"(Times of India) Why India looks set to finally come out of the closet on Israel- 2016 is expected to be the breakout year for India’s relationship with Israel, when it is likely to finally come out of the closet.
• Shortly after Independence, Jawaharlal Nehru received a letter from Albert Einstein. It was a request, ahead of a crucial vote in the UN, for India’s support for a resolution proposing the partition of Palestine. It was one of India’s first foreign policy challenges, apart from Pakistan and apartheid.
• “Nehru answered that India could not support this and cited reasons of national interest. Perhaps he was influenced by India’s own experience of partition. He strongly favoured a federation of two states, with a special regime for Jerusalem for… 10 years, to be followed by a referendum,”.
• That set the template for India’s line on the Israel-Palestine conflict. It took about 45 years for Delhi to establish full diplomatic relations with Israel in 1992.
• The first fruits of this relationship were available during the Kargil war, when Israel provided prompt and generous help with technology and equipment supplies that proved critical in dislodging the Pakistani intruders.
• In 2000, Deputy Prime Minister L K Advani and External Affairs Minister Jaswant Singh visited Israel, the first Indian visits at that level since the establishment of ties eight years earlier.
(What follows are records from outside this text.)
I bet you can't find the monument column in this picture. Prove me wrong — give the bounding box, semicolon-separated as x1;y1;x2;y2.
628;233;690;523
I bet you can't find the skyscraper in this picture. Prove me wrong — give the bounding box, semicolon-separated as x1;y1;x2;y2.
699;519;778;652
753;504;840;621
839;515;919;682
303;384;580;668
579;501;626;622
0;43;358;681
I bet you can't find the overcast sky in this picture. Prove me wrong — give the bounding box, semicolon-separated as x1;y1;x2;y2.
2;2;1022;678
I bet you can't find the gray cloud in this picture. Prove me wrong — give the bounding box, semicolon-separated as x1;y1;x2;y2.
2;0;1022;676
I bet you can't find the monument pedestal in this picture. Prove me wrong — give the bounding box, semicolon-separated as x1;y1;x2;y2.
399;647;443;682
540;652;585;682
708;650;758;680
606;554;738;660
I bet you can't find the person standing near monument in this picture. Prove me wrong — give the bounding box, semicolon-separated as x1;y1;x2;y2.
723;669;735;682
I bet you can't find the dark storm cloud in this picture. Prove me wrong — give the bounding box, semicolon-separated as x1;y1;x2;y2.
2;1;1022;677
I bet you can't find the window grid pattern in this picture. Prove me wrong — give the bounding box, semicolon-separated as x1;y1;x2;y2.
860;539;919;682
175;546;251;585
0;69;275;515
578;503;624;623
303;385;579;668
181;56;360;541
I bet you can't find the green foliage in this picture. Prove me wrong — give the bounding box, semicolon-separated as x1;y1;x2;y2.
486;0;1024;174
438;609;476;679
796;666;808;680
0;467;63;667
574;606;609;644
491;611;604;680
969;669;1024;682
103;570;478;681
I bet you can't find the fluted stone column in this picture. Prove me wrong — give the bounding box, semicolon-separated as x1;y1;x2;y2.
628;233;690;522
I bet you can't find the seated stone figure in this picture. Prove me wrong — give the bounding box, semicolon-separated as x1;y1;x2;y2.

That same year, Jyoti Basu, then the tallest leader of the Left in India, and Najma Heptullah, the Deputy Chairperson of Rajya Sabha who was then with the opposition Congress, travelled to Israel.
• Bilateral defence and security cooperation picked up after the 2000 visits, and in September 2003, Ariel Sharon became the first Prime Minister of Israel to visit India.
• Palestinian suicide bombers struck at two places in Tel Aviv while Sharon was in India, and he cut short the visit, skipping the scheduled Mumbai leg. Deputy Prime Minister Yosef Lapid told journalists in Delhi that the “very reason that brought us to India is responsible for the cutting short of the visit: Terror”.
• External Affairs Minister S M Krishna did visit Israel in 2012 — but the focus, publicly at least, was mostly on cooperation in science and technology, agriculture and commerce, not defence and security.
• The Narendra Modi government has brought the relationship out of the bag again, and public re-engagement on strategic areas has re-started.
• The Indian side’s calibrated position at the UN on the resolution condemning Israel, where New Delhi abstained, was a shift in India’s approach. However, with Palestine, even the NDA government understands the sensitivities involved. Thus, Modi met Palestinian President Mahmoud Abbas in September 2015 in New York. And in all public pronouncements, South Block has stressed India’s support to the Palestinian cause. This was reiterated not only during President Pranab Mukherjee’s visit to Palestine and Israel in October 2015, but also in the statements that India has made at the UN over the past year and a half.
• 2016 is expected to be the breakout year for India’s relationship with Israel, when it is likely to finally come out of the closet.